Coming from San Francisco, I think one might find oneself around Cantonese more often than Mandarin. Then again, there are between seven and seventeen pretty much mutually unintelligible languages that fall under the broad umbrella of “Chinese”, and each of these has hundreds if not thousands of regional accents. And then there are the more than 200 minority languages in China alone that fall outside of the realm of “Chinese”…

In other words, unless you happen to come upon a common and easily recognized phrase (along the lines of something from a phrasebook), it could really be anything. If he’s saying anything that is complex, technical, or otherwise fairly involved, it’s going to be extremely hard to nail it down based on four words. Thats one of the things that makes Chinese so difficult for a beginner- most words are compound words and almost every word has tons of homophones, so if you miss a little bit of the word here and there, the conversation quickly turns into a bunch of fairly random unconnected words.

For example, If I’m overhearing and losing a few syllables here and there of someone who just bought a computer (electric brain), a washing machine (wash clothes machine) and an airplane ticket to the US (fly machine ticket to beautiful country) in English I’d hear “I bought…compu…, washing ma…, and a…cket to…Unite…States.” If you think about it, you can probably fill the blanks. In Chinese you’d hear "I bought (or is that “sell?)…electric…, clothes machine (or is that chicken? sounds kind of like chicken)…, and (or was that “drink”)… ticket…beautiful” Unless you have some context of at least the general subject at hand, there is no way to fill int he blanks.

If you have more examples, that might help, but identifying it is still a long shot.

If he’s a friend of yours, why don’t you ask him?

But yes, if it’s anything it’s a Chinese language. As noted, there are quite a few. And even sven is correct that you hear more Cantonese than Mandarin in SF. Especially if the grew up there. Not too long ago you would hear pretty much only Cantonese.

My language experience is with Mandarin, not Cantonese, but for what it’s worth, “one in/of five pigs” is what I hear in it.

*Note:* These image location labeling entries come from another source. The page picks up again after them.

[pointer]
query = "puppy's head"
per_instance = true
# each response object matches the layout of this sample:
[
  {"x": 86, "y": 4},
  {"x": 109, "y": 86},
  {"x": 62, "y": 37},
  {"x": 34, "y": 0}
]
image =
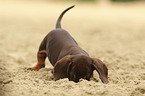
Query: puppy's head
[
  {"x": 76, "y": 67},
  {"x": 80, "y": 68}
]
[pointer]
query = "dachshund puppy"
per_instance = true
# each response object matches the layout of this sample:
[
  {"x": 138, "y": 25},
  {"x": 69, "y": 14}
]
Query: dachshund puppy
[{"x": 69, "y": 60}]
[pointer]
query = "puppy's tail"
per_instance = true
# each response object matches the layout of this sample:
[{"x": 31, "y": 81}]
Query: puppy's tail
[{"x": 58, "y": 25}]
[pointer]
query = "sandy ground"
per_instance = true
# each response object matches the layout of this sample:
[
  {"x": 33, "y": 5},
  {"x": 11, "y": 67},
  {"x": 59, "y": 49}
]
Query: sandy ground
[{"x": 112, "y": 33}]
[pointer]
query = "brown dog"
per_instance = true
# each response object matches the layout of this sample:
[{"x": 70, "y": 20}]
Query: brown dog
[{"x": 68, "y": 59}]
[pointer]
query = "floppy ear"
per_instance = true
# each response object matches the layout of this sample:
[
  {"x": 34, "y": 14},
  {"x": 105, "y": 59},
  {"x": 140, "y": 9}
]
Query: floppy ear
[
  {"x": 101, "y": 68},
  {"x": 61, "y": 67}
]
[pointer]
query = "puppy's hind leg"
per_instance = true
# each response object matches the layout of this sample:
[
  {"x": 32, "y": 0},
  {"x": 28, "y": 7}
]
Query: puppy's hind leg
[{"x": 41, "y": 56}]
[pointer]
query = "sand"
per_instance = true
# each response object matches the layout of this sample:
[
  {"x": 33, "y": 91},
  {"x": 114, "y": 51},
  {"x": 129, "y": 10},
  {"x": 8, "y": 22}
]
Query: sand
[{"x": 113, "y": 33}]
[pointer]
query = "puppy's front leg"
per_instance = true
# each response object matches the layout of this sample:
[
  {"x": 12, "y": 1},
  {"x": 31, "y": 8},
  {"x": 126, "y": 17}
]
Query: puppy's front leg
[{"x": 41, "y": 56}]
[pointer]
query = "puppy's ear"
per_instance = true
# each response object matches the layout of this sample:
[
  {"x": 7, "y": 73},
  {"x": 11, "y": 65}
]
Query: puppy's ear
[
  {"x": 101, "y": 68},
  {"x": 61, "y": 67}
]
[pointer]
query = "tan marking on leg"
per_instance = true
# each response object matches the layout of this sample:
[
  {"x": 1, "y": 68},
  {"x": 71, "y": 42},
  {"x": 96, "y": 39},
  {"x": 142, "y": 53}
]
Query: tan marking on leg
[{"x": 41, "y": 61}]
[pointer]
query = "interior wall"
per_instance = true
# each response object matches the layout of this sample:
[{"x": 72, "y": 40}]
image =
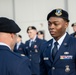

If the last two syllables are Wu Shu, martial art, it could be a number of things. “Ji Dao Wu Shu” would be either “ultimate way martial art” or “ultimate sword martial art.” Dao can either mean “way” or “broadsword/knife” depending on context. “Jian” is another type of sword, so “Jian Dao Wu Shu” would be “sword way martial art” if the phrase was misheard a little.

ETA: Although I can’t imagine why a masseuse would mumble any of those. :slight_smile:

It could be just some random syllables the masseuse strung together thinkig it’s a real expression. By happenstance, they just managed to be similar (or similar enough) to an actual expression in an actual language.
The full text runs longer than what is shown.